Fixing :math:`\mathbf{m}`, the scalar update is:

.. math::

   s^{\text{new}} = s \cdot
   \frac{\sum_g \sum_k m_k [\psi(c_{gk} + s \cdot m_k)
         - \psi(s \cdot m_k)]}
        {\sum_g [\psi(c_g + s) - \psi(s)]}

Each (m, s) step is a lower-bound maximization, so the log marginal
likelihood is non-decreasing across iterations.


Counts extraction
-----------------

The effective counts are derived from the difference between posterior
and prior concentrations:

.. math::

   c_{gk} = \alpha_{gk}^{\text{post}} - \alpha_k^{\text{prior}}

With stabilized forgetting (see below), this gives the decayed counts
exactly.


Stabilized forgetting
---------------------

**The problem.** Uniform decay
:math:`\boldsymbol{\alpha}_g \leftarrow \gamma \,
\boldsymbol{\alpha}_g` drives all concentrations to zero.

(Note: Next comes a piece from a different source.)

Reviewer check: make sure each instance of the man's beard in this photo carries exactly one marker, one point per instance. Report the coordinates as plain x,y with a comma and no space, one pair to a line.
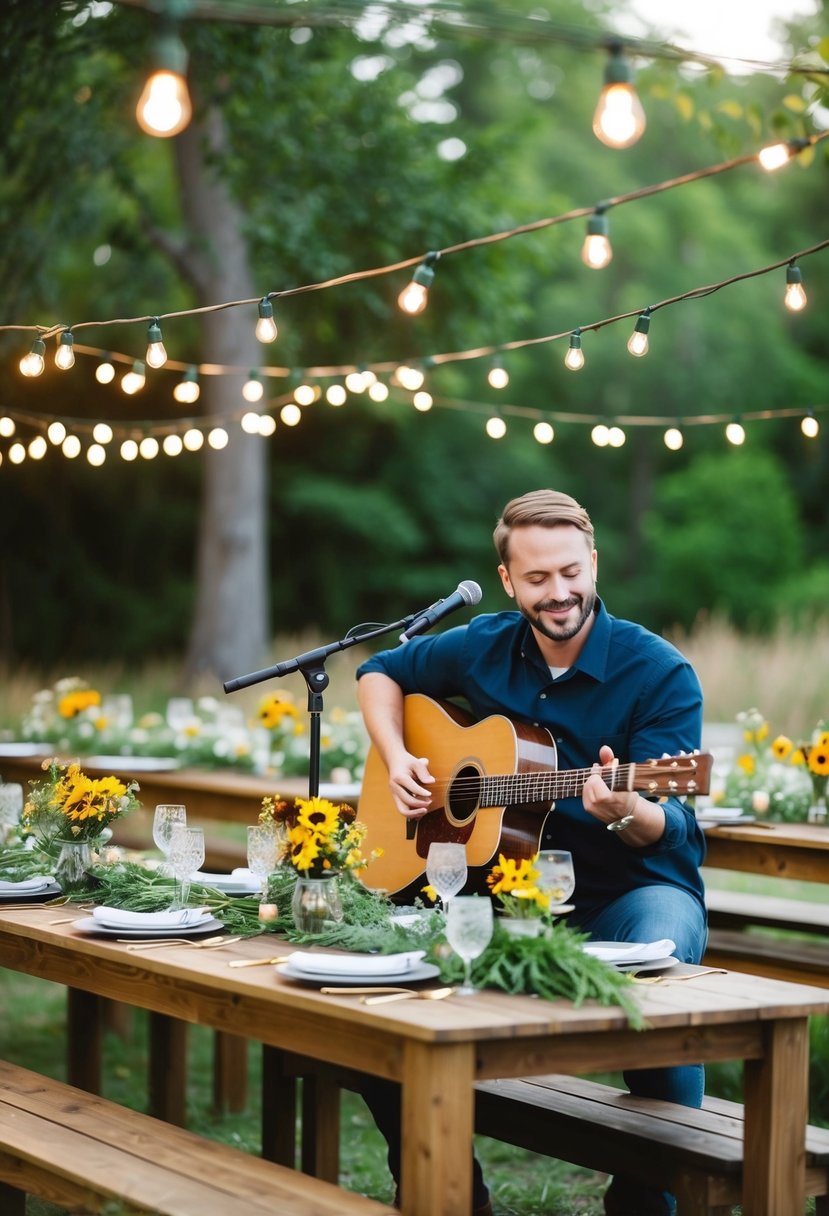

**The solution.** Every decay (both explicit via ``decay()`` and
implicit via ``learning_rate`` in ``partial_fit``) re-injects the
EB-tuned prior:

.. math::

   \boldsymbol{\alpha}_g \leftarrow \gamma^n \, \boldsymbol{\alpha}_g
   + (1 - \gamma^n) \, \boldsymbol{\alpha}^{\text{prior}}

where :math:`n` is the number of observations. This maintains the
invariant:

.. math::

   \boldsymbol{\alpha}_g - \boldsymbol{\alpha}^{\text{prior}}
   = \gamma^n \, \mathbf{c}_g

so the effective counts are correctly decayed and the prior
contribution never vanishes.


fit vs. partial_fit
-------------------

``fit`` iterates the Minka step to convergence on fixed data (up to
``n_eb_iter`` times, checking
:math:`|\Delta \log p| < \texttt{eb\_tol}`), then refits the
posterior with the converged prior. ``partial_fit`` runs one step per
call, correcting all group posteriors by the prior change
:math:`\boldsymbol{\alpha}^{\text{new}} -
\boldsymbol{\alpha}^{\text{old}}`.


Hyperparameter semantics
-------------------------

.. list-table::
   :header-rows: 1
   :widths: 20 50 30

   * - Parameter
     - Controls
     - Practical guidance
   * - ``alphas``
     - Initial prior concentrations. EB tunes these.
     - Start uniform (e.g. ``{0: 1, 1: 1}``).
   * - ``n_eb_iter``
     - Maximum EB iterations during ``fit``.
     - 10 (default). Set to 0 to disable EB during ``fit``.
   * - ``eb_tol``
     - Convergence tolerance on log evidence change.
     - 1e-4 (default).
   * - ``learning_rate``
     - Decay factor :math:`\gamma`. See :doc:`/howto/decay`.
     - 1.0 (default) for stationary environments.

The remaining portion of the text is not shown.